Ce qui est cherché, c'est d'abord, semble-t-il — mais le mot est tout de suite trop matériel — une certaine idée de l'efflorescence. Cependant l'efflorescence est ici non seulement sans support (rien, à la lettre, ne s'épanouit) mais encore et surtout sans fond: le motif ne se détache pas d'un vague néant, c'est toute la peinture qui s'enroule. On dirait que cette efflorescence — dont avait cru avoir l'idée sûre comme immédiate — se porte à la limite de son propre concept.

Par exemple, loin d'être des figurations ascensionnelles, animées d'un mouvement d'envol, comme on est habitué dans toute la mythologie végétale, les figures d'Aptel ne montrent, ni même ne flottent. Elles ont la fermeté de position (en dépit de leur animation très délicate) d'objets saisis par une sorte de lévitation qui les « maintient » dans l'espace sans aucun obstacle, parce qu'étant elles-mêmes espace, elles n'ont nullement à le vaincre ou à l'utiliser. On voit ici s'amorcer l'idée d'une forme, l'efforescence, qui cherche ses limites et accepte de détruire ses attributs en quelque sorte naturels.

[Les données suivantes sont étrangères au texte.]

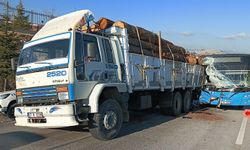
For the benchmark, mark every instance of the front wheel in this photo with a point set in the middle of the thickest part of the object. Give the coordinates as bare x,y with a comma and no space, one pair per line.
10,111
106,124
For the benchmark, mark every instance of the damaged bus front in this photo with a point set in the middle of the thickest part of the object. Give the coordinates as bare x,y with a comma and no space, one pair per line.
228,80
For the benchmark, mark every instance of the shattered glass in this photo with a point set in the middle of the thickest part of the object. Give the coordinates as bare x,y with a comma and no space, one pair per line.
228,71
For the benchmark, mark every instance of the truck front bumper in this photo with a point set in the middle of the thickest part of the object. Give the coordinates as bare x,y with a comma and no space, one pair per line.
51,116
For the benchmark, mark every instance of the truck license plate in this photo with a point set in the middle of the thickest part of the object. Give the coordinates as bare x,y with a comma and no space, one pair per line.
35,115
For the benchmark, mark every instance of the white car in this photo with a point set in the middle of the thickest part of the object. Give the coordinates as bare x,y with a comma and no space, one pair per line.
7,102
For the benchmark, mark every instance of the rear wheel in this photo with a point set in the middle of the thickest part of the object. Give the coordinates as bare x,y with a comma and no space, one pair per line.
187,100
106,124
177,104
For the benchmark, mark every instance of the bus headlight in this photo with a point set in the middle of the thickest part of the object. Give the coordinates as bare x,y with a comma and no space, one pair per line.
62,93
19,95
19,99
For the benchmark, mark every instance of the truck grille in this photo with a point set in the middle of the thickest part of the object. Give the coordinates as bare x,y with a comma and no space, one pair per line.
41,93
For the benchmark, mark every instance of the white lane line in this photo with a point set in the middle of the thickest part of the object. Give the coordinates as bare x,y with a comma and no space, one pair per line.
241,134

Aptel, contrairement au parti de tant de peintres actuels, montre le geste. Il n'est pas demandé de voir, de penser, de savourer le produit, mais de revoir, d'identifier et, si l'on peut dire, de « jouir » le mouvement qui en est venu là. Or, aussi longtemps que l'humanité a pratiqué l'écriture manuelle, à l'exclusion de l'imprimé, le trajet de la main, et non la perception visuelle de son oeuvre, a été l'acte fondamental par lequel les lettres se définissaient, s'étudiaient, se classaient : cet acte réglé, c'est ce qu'on appelle en paléographie le ductus : la main conduit le trait de haut en bas, de gauche à droite, en tournant, en appuyant, en s'interrompant etc... Bien entendu c'est dans l'écriture idéographique que le ductus a le plus d'importance. Rigoureusement codé, il permet de classer les caractères selon le nombre, la direction des coups de pinceau. Il fonde la possibilité d'un dictionnaire pour une écriture sans alphabet. Dans l'oeuvre d'Aptel règne le ductus. Non ses règles, mais ses jeux, ses fantaisies, ses explorations, ses paresses, ses caresses. C'est en somme une écriture dont il ne resterait que les penchements, les droites, les traits, les cursivités. L'écriture d'Aptel roule avec finesse, se couche comme des herbes, rend visible le temps, le tremblement du temps.

On croit reconnaître à travers ces traces, ces contours, des choses vues, familières, des animaux, des paysages. Ils ne sont que des prétextes. Car peu à peu, sous nos yeux, le fond absorbe le motif. Commence le voyage merveilleux, plein d'incidents à travers l'étendue picturale. Cette étendue donne vie à tout ce qui en peinture ne peut vivre que de la vie de la peinture.

Pénétrant l'espace du regard, la fluidité, les transparences, installent en lui la réalité même de l'errance.

Auront l'oeil bleu tous les amoureux du vagabondage, ces voyageurs chez qui le bleu, le gris-bleu, l'ocre et le vert, virent d'une façon érotique ou spirituelle au violet, en buée violette. Cette thématique de la métamorphose, de l'épanchement transporte en celle de la liquidité. Un pas de plus et la figure se dissout dans l'étendue. Sa liberté devient celle du nuage. Nuage qui soulève de son souffle impalpable les réalités les plus cachées ou les plus inertes. Transporté dans le champ de cet espace, le motif prend la forme de l'interrogation, du silence dirigé, de la pâleur rêvée comme légèreté de la substance du monde.